Fake AV Attack Targets WordPress Users

News
Mar 07, 20122 mins
Data and Information SecuritySecurity

Websense says fake antivirus scams are still working

Security company Websense has detected a new wave of mass-injections of a well-known rogue antivirus campaign, targeting websites hosted by the WordPress content management system.

The company said yesterday that more than 200,000 web pages had been compromised, amounting to around 30,000 unique websites. The injection hijacks visitors to the compromised sites and redirects them to rogue AV sites that attempt to trick them into downloading and installing a Trojan onto their computer.

Wensense said the rogue AV site appears to perform a scan on the computer and scares the user by displaying fake malware detections of various kinds of Trojans. The page looks like a Windows Explorer window with a “Windows Security Alert” dialogue box in it, and the fake scanning process looks like a normal Windows application.

The fake antivirus then prompts visitors to download and run their “antivirus tool” to remove the supposedly found Trojans, but the executable is itself the Trojan.

“There’s nothing new about rogue AV scams. With such a high number of compromised web pages and websites in this on-going campaign, it’s evident these scams are still working,” said Elad Sharf, senior security researcher at Websense Labs.

“Vulnerable websites are a rich source of opportunity for cybercriminals. With thousands of compromised sites live at this very moment, companies need real-time security to battle new threats on the fly.”

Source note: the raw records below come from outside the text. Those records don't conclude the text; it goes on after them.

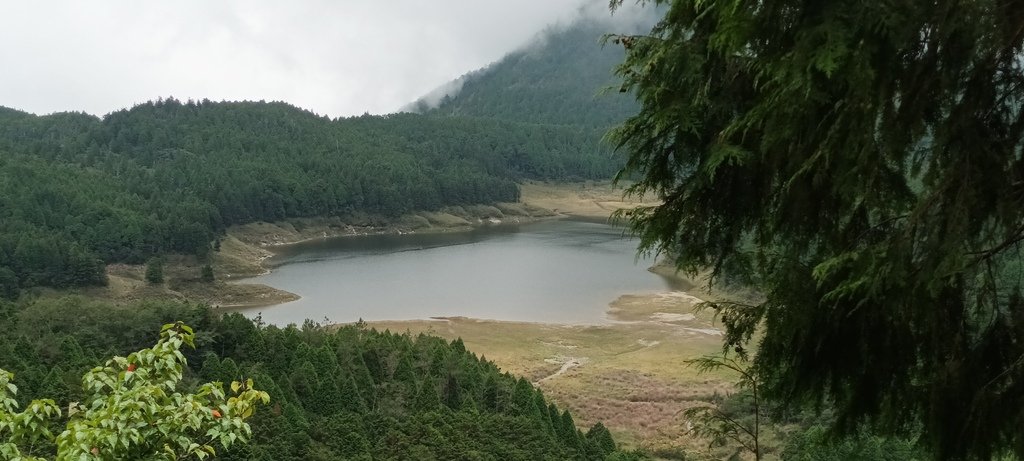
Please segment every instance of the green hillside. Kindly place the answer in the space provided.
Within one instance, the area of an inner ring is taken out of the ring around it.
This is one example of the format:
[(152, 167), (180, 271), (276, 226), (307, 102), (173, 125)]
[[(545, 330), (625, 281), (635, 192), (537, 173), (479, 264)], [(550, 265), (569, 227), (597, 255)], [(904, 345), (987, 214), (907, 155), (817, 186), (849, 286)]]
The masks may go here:
[[(161, 323), (176, 320), (198, 334), (197, 348), (183, 350), (186, 387), (247, 377), (271, 397), (249, 420), (252, 441), (219, 459), (636, 459), (616, 452), (604, 426), (581, 432), (529, 382), (461, 341), (358, 325), (259, 327), (177, 303), (0, 301), (2, 368), (14, 372), (21, 405), (49, 397), (66, 408), (82, 401), (84, 372), (148, 346)], [(46, 444), (22, 448), (52, 456)]]
[(233, 224), (397, 216), (607, 178), (597, 130), (284, 103), (149, 102), (103, 119), (0, 111), (0, 295), (103, 284), (103, 263), (204, 257)]
[[(651, 23), (653, 19), (647, 25)], [(602, 46), (601, 37), (643, 29), (585, 17), (551, 28), (525, 48), (464, 75), (410, 109), (530, 123), (614, 126), (639, 106), (632, 95), (618, 92), (620, 79), (612, 74), (624, 58), (622, 48)]]

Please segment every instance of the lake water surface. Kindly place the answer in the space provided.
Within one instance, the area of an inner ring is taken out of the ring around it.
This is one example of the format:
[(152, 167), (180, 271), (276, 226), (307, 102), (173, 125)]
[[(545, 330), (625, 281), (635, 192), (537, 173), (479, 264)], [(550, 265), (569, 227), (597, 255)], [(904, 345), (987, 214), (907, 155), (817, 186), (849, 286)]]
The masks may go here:
[(277, 325), (449, 316), (602, 323), (620, 295), (685, 288), (648, 272), (622, 229), (573, 220), (339, 237), (275, 252), (273, 272), (246, 282), (302, 299), (241, 312)]

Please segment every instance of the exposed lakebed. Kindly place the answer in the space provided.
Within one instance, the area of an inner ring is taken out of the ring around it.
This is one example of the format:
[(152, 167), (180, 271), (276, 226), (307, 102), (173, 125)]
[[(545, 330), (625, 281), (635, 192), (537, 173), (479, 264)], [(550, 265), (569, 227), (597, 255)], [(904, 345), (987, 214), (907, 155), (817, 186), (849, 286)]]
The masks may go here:
[(685, 288), (647, 271), (621, 228), (566, 219), (328, 238), (274, 252), (273, 271), (246, 282), (302, 298), (239, 310), (277, 325), (456, 316), (603, 323), (620, 295)]

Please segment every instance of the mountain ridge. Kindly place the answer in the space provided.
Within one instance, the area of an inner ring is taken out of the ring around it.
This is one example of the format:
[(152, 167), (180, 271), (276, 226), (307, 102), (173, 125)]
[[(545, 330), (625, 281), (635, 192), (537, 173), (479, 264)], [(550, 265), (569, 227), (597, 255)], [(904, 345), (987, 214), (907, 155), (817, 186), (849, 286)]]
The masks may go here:
[(604, 46), (610, 33), (648, 30), (653, 13), (600, 18), (581, 14), (550, 27), (504, 57), (441, 85), (403, 109), (409, 112), (608, 128), (638, 108), (620, 94), (614, 68), (624, 52)]

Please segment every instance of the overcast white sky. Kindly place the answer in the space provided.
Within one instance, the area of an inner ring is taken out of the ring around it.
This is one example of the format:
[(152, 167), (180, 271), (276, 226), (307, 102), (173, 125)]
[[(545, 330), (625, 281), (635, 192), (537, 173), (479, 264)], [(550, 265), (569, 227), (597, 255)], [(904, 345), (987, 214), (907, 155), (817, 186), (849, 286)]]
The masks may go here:
[(174, 96), (393, 112), (583, 3), (0, 0), (0, 106), (104, 115)]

More than 85 percent of the compromised sites are in the United States. However, Websense warns that everyone is at risk when visiting these compromised pages.

A report by antivirus vendor Kaspersky in October last year found that attacks that distribute fake antivirus software had decreased considerably, due to a combination of law enforcement efforts, improvements in search engine filtering algorithms, and actions undertaken by the security community to disrupt cybercriminal distribution networks.